Wystarczy odrobina refleksji, by nie zamienić się w cwaniaka, który choć zaoszczędził, często narobił też wstydu. Zwłaszcza, jeśli zostanie przyłapany.
Co z kupowaniem sprzętu turystycznego w Decathlonie, by po powrocie tylko wyczyścić go i oddać, jak gdyby nigdy nic, tylko dlatego, że sklep ma bardzo elastyczną politykę zwrotów? Przesada czy oszczędność? Co z parkowaniem na zwykłych osiedlach nieopodal lotniska? Kłopot dla mieszkańców czy „trudno, wiedzieli, gdzie mieszkania kupują?”.
– Przykłady można mnożyć, wydaje mi się, że każdy granicę zna, niektórzy po prostu udają że jej nie widzą, albo nie chcą widzieć. Czasem też tłumaczą to sytuacją (np. finansową), choć tego akurat nie popieram – dodał szymonpoznan1.

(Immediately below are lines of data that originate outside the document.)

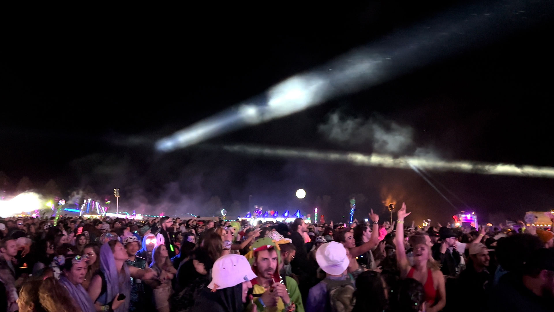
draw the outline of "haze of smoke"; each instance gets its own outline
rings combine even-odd
[[[373,152],[399,154],[414,146],[413,129],[391,121],[347,116],[338,112],[329,114],[318,130],[331,142],[343,146],[371,144]]]

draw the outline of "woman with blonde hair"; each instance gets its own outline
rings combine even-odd
[[[418,242],[414,249],[413,266],[411,266],[404,246],[404,218],[412,213],[406,213],[406,204],[398,210],[396,224],[396,259],[401,278],[412,278],[422,285],[425,290],[425,301],[429,306],[427,312],[440,311],[446,305],[444,276],[439,264],[433,259],[431,249],[423,241]]]
[[[177,270],[170,260],[165,245],[156,246],[152,258],[150,268],[158,274],[158,279],[150,283],[153,289],[156,308],[158,312],[169,312],[169,299],[172,293],[171,280],[177,274]]]
[[[47,312],[83,312],[65,287],[54,278],[48,278],[38,289],[40,305]]]

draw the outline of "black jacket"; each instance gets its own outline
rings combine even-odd
[[[454,276],[456,275],[456,268],[460,264],[460,253],[453,248],[449,249],[444,254],[440,253],[440,244],[437,243],[433,246],[433,258],[440,264],[440,270],[445,275]]]

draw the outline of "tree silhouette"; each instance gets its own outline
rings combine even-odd
[[[19,180],[19,183],[17,184],[17,192],[23,193],[27,192],[33,188],[33,183],[30,179],[27,177],[23,177]]]
[[[206,212],[208,215],[212,214],[213,215],[219,215],[220,214],[222,209],[223,209],[223,204],[221,203],[219,197],[212,196],[209,200],[204,204],[203,211]]]
[[[0,171],[0,190],[7,191],[12,189],[12,182],[3,171]]]
[[[48,197],[61,197],[61,192],[60,192],[60,188],[58,184],[54,180],[50,179],[49,181],[44,184],[44,187],[42,190],[43,195]]]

Nie oszukujmy się – podróżowanie za darmo nie istnieje. To, że nie wydaliśmy pieniędzy oznacza tylko tyle, że nasze koszty wziął na siebie ktoś inny. Rodzina, która podzieliła się posiłkiem, bo tak dobrze się rozmawiało. Kierowca, który podrzucił nas kilkanaście kilometrów, bo lubi autostopowiczów. I czasem warto mieć to z tyłu głowy.